I hear it all the time and I thought I was doing it right, but apparently every deep breath I have ever taken in my almost 28 years of life has been a total sham! My parents failed me.
Allow me to elaborate. I’ve started doing yoga. It was only a matter of time before this happened. I had some pretty serious long term plans to pay for a gym and never go, eat like crap and drink most of my meals. Those plans were thwarted (unbeknownst to me) the moment my address changed to ‘kitsilaaaaaahno’. Don’t let that over-enunciated pronunciation fool you, I freaking love it here! I dread the day I will be forced to leave. I am terrified that one day my landlords will tell me they hate me and kick me out of the neighbourhood. (I’m almost positive they have the power to do that). Anyways, I digress… rewind, back on track. I love kits, thats why I moved here. I love the beach, I love the trees, I love that everyone is so active, even the strollers are made for seriously active activities. I bet the babies inside are doing downward dog and sipping kale infused coconut juice from their sippy cups.
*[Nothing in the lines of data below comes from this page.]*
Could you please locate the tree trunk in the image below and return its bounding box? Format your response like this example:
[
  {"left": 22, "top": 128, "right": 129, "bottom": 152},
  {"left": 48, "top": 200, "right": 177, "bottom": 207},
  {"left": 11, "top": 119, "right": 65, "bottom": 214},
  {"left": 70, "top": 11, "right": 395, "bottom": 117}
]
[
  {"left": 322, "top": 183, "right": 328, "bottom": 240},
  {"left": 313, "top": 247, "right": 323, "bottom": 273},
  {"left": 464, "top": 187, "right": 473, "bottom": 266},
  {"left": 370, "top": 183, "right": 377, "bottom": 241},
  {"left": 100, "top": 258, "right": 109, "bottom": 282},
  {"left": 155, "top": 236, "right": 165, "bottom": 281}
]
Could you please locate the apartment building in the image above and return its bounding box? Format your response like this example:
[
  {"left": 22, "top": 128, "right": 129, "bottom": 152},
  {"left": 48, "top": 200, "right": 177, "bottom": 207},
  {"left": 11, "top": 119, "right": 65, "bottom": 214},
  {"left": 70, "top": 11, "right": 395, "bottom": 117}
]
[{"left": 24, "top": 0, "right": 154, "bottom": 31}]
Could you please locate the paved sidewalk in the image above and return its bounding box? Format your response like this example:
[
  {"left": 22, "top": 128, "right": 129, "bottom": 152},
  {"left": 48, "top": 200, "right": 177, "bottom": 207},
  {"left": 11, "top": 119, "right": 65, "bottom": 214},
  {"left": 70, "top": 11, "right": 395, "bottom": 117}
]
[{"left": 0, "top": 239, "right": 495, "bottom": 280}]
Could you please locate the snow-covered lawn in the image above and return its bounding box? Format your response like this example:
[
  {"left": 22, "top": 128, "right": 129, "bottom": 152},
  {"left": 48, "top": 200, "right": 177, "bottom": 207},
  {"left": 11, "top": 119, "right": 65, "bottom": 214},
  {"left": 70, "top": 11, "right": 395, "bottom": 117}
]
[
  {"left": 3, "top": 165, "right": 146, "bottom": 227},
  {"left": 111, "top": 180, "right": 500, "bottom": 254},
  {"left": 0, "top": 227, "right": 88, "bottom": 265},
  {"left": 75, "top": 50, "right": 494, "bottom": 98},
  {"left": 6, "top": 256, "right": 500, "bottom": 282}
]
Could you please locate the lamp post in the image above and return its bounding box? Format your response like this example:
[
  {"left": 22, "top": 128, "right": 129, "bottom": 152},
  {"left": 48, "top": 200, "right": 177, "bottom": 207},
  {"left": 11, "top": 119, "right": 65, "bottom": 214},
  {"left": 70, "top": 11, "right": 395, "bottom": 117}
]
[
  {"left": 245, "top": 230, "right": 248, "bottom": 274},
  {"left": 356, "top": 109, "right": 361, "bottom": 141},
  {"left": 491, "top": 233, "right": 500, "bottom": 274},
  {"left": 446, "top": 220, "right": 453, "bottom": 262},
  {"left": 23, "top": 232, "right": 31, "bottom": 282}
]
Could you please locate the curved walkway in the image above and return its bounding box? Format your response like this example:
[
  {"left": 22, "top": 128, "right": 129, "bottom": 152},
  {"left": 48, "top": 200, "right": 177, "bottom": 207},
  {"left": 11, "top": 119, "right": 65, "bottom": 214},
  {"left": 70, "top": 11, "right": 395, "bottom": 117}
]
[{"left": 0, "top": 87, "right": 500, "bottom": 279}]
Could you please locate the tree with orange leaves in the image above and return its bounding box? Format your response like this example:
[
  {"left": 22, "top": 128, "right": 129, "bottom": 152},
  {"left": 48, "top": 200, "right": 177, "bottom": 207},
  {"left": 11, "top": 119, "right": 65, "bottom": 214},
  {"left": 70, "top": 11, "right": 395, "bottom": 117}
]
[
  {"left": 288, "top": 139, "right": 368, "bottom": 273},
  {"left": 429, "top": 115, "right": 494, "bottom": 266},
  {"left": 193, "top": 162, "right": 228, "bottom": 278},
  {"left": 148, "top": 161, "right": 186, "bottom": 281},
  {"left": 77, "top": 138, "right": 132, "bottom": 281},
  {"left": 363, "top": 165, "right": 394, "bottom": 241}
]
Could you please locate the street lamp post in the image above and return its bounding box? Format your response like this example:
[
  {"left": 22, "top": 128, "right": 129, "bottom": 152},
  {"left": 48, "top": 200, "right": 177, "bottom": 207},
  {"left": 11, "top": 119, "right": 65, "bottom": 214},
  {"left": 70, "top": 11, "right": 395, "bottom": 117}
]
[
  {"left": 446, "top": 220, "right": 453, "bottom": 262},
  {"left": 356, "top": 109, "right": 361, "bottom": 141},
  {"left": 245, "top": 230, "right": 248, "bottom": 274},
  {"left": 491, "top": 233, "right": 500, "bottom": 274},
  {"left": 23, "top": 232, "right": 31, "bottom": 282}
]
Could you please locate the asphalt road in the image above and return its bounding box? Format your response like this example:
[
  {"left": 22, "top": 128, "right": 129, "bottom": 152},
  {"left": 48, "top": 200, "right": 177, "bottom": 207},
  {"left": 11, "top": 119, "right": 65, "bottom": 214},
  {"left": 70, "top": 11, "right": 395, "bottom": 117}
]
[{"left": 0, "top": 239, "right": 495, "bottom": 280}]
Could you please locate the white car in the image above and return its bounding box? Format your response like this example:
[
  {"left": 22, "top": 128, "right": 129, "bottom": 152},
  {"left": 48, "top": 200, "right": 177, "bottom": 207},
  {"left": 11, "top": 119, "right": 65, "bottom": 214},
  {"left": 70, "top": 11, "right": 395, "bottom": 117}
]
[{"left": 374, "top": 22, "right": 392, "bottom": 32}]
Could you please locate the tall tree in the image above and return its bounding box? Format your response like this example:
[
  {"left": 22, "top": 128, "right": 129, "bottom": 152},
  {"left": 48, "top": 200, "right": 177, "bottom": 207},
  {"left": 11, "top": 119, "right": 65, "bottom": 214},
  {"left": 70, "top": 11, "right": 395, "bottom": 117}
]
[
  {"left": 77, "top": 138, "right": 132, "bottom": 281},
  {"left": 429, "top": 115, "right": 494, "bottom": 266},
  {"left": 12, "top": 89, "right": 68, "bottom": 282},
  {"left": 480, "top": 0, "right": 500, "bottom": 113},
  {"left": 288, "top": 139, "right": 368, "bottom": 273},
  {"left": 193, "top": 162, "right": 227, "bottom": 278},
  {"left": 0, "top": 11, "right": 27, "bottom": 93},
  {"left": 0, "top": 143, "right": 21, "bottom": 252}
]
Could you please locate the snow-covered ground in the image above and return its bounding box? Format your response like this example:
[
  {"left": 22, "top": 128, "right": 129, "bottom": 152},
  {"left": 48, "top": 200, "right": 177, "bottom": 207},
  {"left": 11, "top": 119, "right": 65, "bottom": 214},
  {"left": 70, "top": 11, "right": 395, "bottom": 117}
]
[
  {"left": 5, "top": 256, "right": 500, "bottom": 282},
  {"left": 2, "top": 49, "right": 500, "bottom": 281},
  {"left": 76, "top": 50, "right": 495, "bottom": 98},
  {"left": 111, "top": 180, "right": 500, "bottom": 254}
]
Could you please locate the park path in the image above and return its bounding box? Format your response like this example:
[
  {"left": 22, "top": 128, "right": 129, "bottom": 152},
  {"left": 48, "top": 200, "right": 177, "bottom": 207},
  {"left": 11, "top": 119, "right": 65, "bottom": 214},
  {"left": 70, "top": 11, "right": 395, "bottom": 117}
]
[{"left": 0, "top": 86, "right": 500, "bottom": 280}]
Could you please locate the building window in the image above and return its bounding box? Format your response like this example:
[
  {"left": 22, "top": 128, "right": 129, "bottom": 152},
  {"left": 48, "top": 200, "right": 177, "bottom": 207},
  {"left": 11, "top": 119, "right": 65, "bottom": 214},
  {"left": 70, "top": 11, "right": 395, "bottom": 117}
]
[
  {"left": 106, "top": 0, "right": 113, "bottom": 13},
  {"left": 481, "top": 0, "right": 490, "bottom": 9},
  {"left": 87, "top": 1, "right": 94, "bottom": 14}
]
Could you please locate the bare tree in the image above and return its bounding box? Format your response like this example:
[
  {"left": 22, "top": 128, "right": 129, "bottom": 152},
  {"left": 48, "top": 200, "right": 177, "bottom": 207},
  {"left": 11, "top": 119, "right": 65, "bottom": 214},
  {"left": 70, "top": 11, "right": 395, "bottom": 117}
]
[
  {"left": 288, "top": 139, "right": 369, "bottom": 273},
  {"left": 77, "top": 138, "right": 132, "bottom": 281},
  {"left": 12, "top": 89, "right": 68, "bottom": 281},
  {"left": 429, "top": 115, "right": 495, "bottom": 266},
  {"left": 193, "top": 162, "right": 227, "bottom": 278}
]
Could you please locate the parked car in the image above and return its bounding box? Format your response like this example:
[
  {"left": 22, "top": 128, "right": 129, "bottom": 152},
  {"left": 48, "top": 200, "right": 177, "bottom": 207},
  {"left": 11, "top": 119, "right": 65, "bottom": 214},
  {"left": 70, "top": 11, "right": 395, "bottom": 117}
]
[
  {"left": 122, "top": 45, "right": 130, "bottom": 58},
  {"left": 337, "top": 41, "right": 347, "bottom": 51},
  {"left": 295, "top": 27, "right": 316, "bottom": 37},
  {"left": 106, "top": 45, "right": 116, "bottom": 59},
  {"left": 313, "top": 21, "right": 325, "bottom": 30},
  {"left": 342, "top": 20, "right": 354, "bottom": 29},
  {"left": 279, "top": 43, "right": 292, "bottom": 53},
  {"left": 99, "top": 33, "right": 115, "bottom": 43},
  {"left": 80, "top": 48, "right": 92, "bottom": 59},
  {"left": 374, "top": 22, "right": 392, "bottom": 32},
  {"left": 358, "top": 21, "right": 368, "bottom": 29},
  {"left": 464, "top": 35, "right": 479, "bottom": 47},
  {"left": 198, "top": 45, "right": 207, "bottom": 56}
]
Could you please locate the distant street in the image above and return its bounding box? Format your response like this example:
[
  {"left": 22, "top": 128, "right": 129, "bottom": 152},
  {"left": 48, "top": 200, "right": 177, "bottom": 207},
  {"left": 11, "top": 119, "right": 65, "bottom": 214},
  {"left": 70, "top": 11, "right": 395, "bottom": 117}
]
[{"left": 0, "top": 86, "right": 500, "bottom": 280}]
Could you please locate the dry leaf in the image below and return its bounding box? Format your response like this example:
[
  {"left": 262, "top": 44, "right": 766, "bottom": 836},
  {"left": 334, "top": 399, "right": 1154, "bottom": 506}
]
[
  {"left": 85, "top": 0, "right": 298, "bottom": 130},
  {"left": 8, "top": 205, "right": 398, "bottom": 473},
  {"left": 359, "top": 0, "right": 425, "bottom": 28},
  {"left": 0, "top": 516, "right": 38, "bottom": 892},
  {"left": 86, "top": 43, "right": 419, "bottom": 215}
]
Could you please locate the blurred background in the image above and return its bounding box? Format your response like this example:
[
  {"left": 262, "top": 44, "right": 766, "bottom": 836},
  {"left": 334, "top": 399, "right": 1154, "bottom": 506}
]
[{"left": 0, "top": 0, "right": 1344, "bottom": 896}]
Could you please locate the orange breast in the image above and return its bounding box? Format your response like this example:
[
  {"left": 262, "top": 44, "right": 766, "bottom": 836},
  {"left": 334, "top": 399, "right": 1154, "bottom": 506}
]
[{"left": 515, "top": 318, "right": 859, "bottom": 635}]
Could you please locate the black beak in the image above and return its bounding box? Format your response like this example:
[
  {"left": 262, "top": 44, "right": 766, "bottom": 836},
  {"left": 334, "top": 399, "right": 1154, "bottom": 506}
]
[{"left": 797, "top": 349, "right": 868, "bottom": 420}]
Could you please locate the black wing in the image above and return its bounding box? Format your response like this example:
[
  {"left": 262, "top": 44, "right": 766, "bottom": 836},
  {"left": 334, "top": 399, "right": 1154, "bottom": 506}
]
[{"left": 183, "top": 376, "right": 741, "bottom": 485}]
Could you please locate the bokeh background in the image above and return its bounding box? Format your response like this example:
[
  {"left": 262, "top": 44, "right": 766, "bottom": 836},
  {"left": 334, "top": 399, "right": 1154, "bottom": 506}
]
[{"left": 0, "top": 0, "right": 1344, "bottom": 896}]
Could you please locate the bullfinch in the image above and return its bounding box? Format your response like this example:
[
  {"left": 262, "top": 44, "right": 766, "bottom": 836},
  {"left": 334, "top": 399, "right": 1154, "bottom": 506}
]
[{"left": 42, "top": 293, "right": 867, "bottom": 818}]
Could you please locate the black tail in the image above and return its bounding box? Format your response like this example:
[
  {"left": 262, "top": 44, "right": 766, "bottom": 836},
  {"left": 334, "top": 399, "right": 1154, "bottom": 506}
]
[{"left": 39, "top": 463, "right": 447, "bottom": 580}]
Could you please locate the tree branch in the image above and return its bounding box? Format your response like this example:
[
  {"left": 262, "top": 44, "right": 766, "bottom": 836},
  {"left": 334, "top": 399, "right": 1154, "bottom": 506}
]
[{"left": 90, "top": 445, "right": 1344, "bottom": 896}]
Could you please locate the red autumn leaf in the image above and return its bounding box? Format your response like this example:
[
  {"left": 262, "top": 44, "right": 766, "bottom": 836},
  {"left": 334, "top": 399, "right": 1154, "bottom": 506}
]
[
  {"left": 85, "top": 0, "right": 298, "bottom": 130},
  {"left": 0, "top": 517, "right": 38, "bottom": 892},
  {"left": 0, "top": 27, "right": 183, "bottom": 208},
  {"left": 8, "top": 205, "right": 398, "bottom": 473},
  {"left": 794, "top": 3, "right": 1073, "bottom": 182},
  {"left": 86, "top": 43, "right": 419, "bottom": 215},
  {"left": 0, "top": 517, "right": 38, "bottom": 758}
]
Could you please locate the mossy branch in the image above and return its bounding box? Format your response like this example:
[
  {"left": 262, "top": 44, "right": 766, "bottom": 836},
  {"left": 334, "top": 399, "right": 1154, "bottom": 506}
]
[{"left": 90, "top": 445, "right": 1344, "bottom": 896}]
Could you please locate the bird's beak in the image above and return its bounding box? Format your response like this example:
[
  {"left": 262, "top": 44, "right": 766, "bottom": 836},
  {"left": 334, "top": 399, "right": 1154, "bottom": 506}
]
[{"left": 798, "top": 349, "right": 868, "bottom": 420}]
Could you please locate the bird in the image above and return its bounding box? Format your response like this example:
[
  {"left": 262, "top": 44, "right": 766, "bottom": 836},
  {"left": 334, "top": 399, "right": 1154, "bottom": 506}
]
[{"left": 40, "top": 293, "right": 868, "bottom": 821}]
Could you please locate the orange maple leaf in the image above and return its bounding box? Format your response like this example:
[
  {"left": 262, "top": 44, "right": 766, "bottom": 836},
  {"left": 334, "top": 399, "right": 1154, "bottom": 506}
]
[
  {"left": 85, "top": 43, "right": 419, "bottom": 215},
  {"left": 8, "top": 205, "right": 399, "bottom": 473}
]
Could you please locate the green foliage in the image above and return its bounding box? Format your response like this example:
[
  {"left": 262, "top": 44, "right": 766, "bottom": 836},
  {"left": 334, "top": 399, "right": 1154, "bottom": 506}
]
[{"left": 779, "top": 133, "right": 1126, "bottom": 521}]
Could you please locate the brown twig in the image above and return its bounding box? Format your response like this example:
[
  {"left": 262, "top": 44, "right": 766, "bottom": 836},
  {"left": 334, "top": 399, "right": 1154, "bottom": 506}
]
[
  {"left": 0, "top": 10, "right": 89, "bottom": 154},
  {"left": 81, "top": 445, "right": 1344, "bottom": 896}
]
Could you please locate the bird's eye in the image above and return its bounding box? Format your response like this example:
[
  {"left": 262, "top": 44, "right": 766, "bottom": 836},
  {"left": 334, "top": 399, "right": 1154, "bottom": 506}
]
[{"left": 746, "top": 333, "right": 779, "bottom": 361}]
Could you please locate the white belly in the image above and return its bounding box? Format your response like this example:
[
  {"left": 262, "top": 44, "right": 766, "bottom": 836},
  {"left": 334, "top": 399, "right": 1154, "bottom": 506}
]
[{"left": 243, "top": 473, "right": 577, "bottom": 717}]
Not for me. There were two ‘typical kits’ things I wasn’t going to do. Buy groceries at Whole Foods and Yoga. Let me tell you how that went, Fail and Fail. After a year of living here the fresh ocean air got all up in my brain and screwed shit up! Now I’m spending $11 at Whole foods deli for a lunch sized portion of their steamed greens more than twice/week. (highly recommend it by the way. Its so delicious it doesn’t even make sense) Aaaaand not only am I paying for a yoga membership, I’m actually going! What has HAPPENED to me?
We have finally arrived at the point. Breathing. It is a huge part of actually doing yoga, which sounds like a lot of hippy dippy bullshit if you don’t know how to actually do it! Which apparently I did not. My idea of a deep breath was breathing into my stomach. It would end up looking the same way a cute little toddlers belly does, except on a 27 year old, its less ‘cute’ and more ‘I just had a giant sandwich and a large plate of pasta for lunch’. Soooo I wouldn’t breath deeply very often. I would do the normal shallow breath that we do when we aren’t thinking about it. My yoga teacher described it as the ‘fight or flight breath’. There is rarely any fighting in my life and even less flighting, so why am I breathing like that? She introduced me to this little exercise where you put your hands on the sides of your ribs with your thumbs around your back. Keep them there, now when you breathe, breathe into your thumbs. BAM! You’re transformed!! 🙂 Ok, so its not that revolutionary. I still breathe like I always have, but when I am conscious of it, I try to take in a few deep breaths throughout the day. Now when I am at the end of my yoga practice, taking my deep breaths and looking inside through my minds eye I think to myself … “What else did those jerks forget to teach me?”